A light-emitting diode (LED) is a semiconductor-based light source. Many different semiconductors, such as silicon, gallium arsenide, copper indium gallium selenide, or others can be used in their manufacture. When a light-emitting diode is forward biased (switched on), electrons are able to recombine with electron holes within the device, releasing energy in the form of photons. This effect is called electroluminescence. The color of the light, corresponding to the energy of the photon, is determined by the energy gap of the particular semiconductor substrate used. LEDs are often small in area, approximately 2 mm squared, and integrated optical components may be used to shape their radiation pattern. LEDs present many advantages over flourescent light sources including lower energy consumption, longer lifetime, improved robustness, smaller size, and faster switching. Efficient lighting is needed for sustainable architecture.

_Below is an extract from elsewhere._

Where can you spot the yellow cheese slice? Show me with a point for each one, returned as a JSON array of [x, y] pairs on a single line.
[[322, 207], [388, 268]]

A typical 13 watt LED lamp can emit 450 to 650 Lumens which is equivalent to a standard 40 watt incandescent bulb. LEDs have become more efficient, so that a 6 Watt LED can easily achieve the same results. The lifetime of a flourescent lamp depends on many factors, including operating voltage, manufacturing defects, exposure to voltage spikes, mechanical shock, frequency of cycling on and off, lamp orientation, and ambient operating temperature, among other factors. Typically, the lifetime is 6,000-10,000 hours. The life of a flourescent lamp is significantly shorter if it is turned on and off frequently, as is the case in residential and some commercial applications. LEDs, on the other hand, have a lifetime of 50,000 hours.
LED based lighting could be a cost-effective option for lighting a home or office space because of their very long lifetimes. Consumer use of LEDs as a replacement for conventional lighting system have been hampered in the past by the high cost and low efficiency of available products. However, there are LEDs available as efficient as 150 lm/W and even inexpensive low-end models typically exceed 50 lm/W, but are not available as drop-in replacements for flourescent lamps.